Today I participated in a discussion on how to develop a school-wide positive behavior system. When we got into the discussion of tangible rewards (giving children something- a sticker, a prize, a ticket- for doing something right) I started to cringe. My Responsive Classroom background makes me shudder thinking of tangible rewards for school-wide programs although I know they can be useful. I use them on an individual level, but feel wary of whole-school programs.
Then the discussion facilitator said something I hadn't thought of before.
The tickets aren't for the kids, she explained. The tickets are for the adults. They serve as a tangible reminder to us that we need to praise good behavior. They keep us honest and hold us to the 4:1 ratio where we should be commenting on 4 or 5 positive behaviors for every negative behavior we comment on.
I'd never looked at it that way before, but it's true.
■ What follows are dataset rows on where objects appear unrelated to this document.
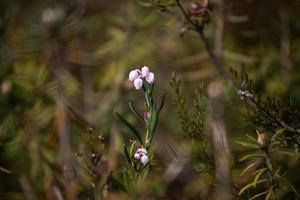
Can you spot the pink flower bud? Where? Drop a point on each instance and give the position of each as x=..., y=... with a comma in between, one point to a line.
x=134, y=74
x=144, y=159
x=138, y=83
x=150, y=78
x=145, y=71
x=141, y=151
x=261, y=139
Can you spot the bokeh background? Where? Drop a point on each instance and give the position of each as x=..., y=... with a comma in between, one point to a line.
x=64, y=68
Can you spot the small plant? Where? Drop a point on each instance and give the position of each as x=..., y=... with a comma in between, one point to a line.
x=276, y=143
x=140, y=153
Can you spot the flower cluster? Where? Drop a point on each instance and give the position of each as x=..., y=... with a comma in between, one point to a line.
x=244, y=94
x=141, y=154
x=137, y=77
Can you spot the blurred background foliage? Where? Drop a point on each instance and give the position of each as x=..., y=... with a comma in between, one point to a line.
x=63, y=73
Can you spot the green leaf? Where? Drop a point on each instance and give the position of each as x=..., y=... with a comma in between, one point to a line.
x=131, y=152
x=270, y=194
x=162, y=101
x=247, y=168
x=251, y=138
x=136, y=114
x=258, y=195
x=134, y=131
x=258, y=174
x=126, y=153
x=251, y=185
x=127, y=181
x=153, y=122
x=116, y=184
x=248, y=144
x=250, y=156
x=277, y=134
x=5, y=170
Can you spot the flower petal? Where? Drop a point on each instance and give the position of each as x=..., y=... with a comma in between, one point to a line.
x=138, y=83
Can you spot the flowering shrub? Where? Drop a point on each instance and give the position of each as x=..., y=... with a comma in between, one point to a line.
x=139, y=159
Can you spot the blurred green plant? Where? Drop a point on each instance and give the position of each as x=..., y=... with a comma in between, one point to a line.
x=139, y=159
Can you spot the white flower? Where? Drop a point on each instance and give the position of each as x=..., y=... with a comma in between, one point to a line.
x=134, y=74
x=137, y=156
x=141, y=151
x=144, y=159
x=150, y=78
x=145, y=71
x=138, y=83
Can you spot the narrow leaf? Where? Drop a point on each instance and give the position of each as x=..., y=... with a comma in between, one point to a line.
x=249, y=156
x=258, y=195
x=134, y=131
x=251, y=185
x=126, y=153
x=258, y=174
x=136, y=114
x=247, y=168
x=153, y=122
x=248, y=144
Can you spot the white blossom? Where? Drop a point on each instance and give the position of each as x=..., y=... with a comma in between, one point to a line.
x=144, y=159
x=150, y=78
x=134, y=74
x=141, y=151
x=138, y=83
x=137, y=156
x=145, y=71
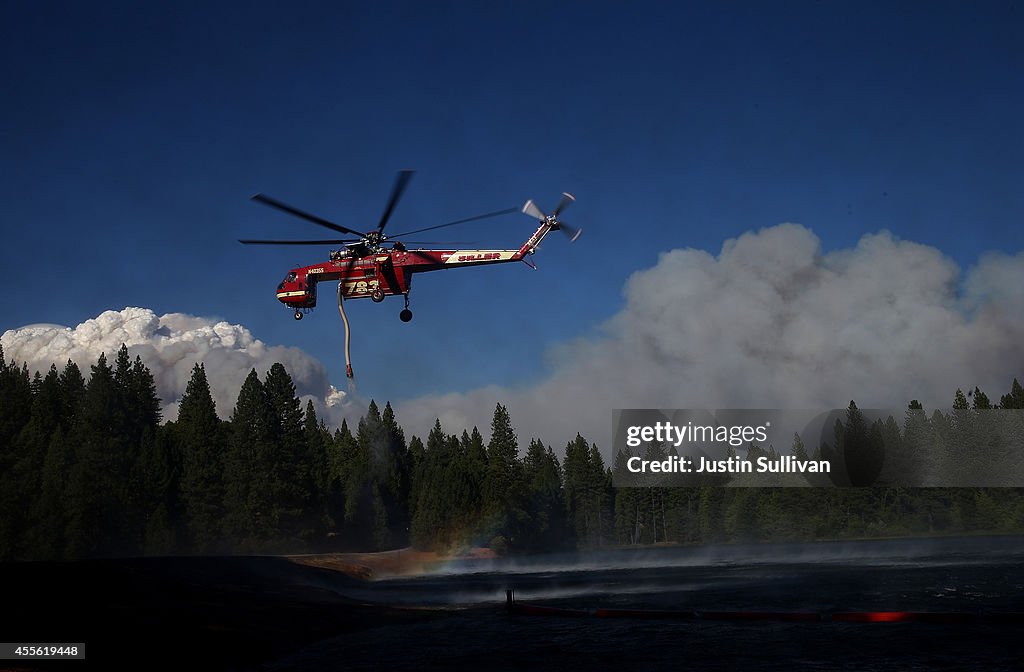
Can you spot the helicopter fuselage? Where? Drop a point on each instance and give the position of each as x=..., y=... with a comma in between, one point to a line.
x=389, y=271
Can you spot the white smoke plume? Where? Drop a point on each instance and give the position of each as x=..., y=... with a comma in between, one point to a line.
x=170, y=345
x=771, y=322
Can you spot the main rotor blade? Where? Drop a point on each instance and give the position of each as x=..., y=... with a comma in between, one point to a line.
x=566, y=201
x=251, y=242
x=570, y=232
x=529, y=208
x=458, y=221
x=266, y=200
x=442, y=242
x=400, y=182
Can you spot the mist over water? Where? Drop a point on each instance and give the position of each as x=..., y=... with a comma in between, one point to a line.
x=749, y=576
x=975, y=576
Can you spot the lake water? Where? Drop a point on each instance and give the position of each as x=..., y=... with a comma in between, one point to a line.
x=977, y=577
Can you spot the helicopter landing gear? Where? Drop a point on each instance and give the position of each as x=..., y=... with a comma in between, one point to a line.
x=406, y=313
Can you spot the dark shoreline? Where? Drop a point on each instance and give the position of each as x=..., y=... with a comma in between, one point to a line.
x=182, y=613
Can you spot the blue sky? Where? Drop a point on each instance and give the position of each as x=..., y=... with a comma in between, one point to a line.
x=133, y=135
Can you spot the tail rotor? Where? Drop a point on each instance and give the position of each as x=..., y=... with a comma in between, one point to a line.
x=530, y=209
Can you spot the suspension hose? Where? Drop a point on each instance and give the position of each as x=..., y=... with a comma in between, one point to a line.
x=344, y=319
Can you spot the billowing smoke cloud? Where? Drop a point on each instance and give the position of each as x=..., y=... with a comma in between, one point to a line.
x=170, y=345
x=771, y=322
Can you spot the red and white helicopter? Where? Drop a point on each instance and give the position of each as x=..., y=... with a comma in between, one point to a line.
x=377, y=265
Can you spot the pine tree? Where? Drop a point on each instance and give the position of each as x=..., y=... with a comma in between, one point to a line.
x=547, y=528
x=201, y=444
x=1015, y=400
x=317, y=441
x=293, y=489
x=96, y=491
x=33, y=444
x=252, y=515
x=503, y=475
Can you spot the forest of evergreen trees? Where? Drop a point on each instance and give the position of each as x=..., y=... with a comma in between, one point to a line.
x=88, y=469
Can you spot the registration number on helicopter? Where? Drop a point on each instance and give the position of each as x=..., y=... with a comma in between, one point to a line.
x=361, y=286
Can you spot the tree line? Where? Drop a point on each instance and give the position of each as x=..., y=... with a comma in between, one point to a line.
x=88, y=469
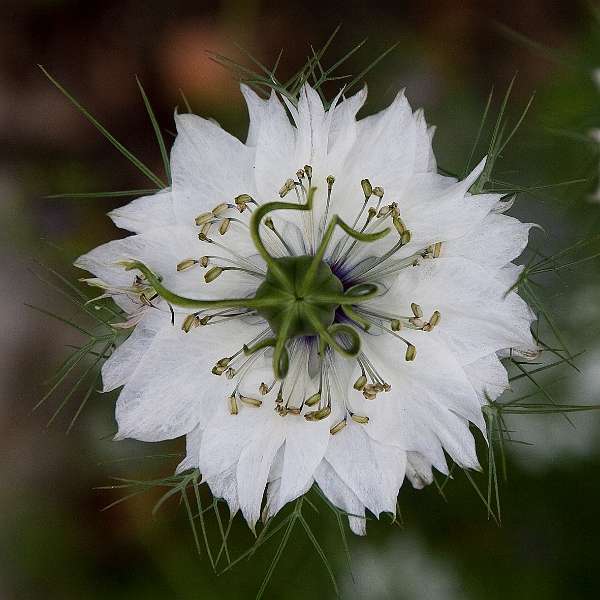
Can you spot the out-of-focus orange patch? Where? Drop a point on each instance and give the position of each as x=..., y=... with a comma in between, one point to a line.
x=184, y=62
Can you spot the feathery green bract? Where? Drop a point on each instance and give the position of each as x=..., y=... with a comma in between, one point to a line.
x=131, y=157
x=314, y=72
x=83, y=366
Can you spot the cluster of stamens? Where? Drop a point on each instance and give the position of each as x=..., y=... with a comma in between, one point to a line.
x=286, y=285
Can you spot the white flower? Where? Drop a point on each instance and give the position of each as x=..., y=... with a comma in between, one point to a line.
x=417, y=260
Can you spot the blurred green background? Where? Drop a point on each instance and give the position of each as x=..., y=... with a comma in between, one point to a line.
x=55, y=542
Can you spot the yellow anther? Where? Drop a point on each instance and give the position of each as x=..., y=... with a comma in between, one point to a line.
x=212, y=274
x=395, y=325
x=224, y=226
x=251, y=401
x=189, y=322
x=399, y=225
x=360, y=383
x=186, y=264
x=338, y=427
x=318, y=415
x=220, y=209
x=287, y=187
x=363, y=420
x=417, y=310
x=367, y=188
x=203, y=218
x=314, y=399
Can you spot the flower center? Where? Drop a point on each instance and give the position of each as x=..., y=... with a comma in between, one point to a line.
x=298, y=306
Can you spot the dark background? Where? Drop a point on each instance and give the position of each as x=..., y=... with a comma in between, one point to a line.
x=55, y=543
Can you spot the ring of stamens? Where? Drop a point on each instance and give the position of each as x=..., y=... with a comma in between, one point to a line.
x=300, y=296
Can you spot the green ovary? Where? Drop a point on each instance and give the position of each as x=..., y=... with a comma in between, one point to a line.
x=298, y=306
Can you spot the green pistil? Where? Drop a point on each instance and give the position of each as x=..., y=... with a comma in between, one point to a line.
x=299, y=295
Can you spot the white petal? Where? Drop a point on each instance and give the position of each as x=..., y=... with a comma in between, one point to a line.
x=145, y=213
x=305, y=446
x=161, y=250
x=478, y=317
x=254, y=466
x=373, y=471
x=193, y=440
x=208, y=166
x=495, y=242
x=430, y=402
x=118, y=369
x=275, y=151
x=340, y=495
x=488, y=376
x=173, y=388
x=418, y=470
When I am working with a behavior plan that involves giving a child something- stickers or "caught-you-being-good" slips, I have a tangible reminder that I need to give something out. When working with some kids I like to cover my hand in small reward stickers. My personal goal for the morning is to give out all the reward stickers so that I can go to lunch un-stickered. If I don't distribute all the stickers then I know I was doing something wrong.
When she put it that way using tangible objects to reward behavior suddenly made sense and gave me a whole new perspective.
Of course, when using such reward systems one has to understand the how and why behind it and to be sure to implement it so that it does not become bribery. Whatever the object is must still be about facilitating a positive interaction between the student and teacher where the student understands the reason behind the reward. While such programs still make me a bit nervous, I have a much better understanding of their purpose now.
I love when my thinking gets shifted.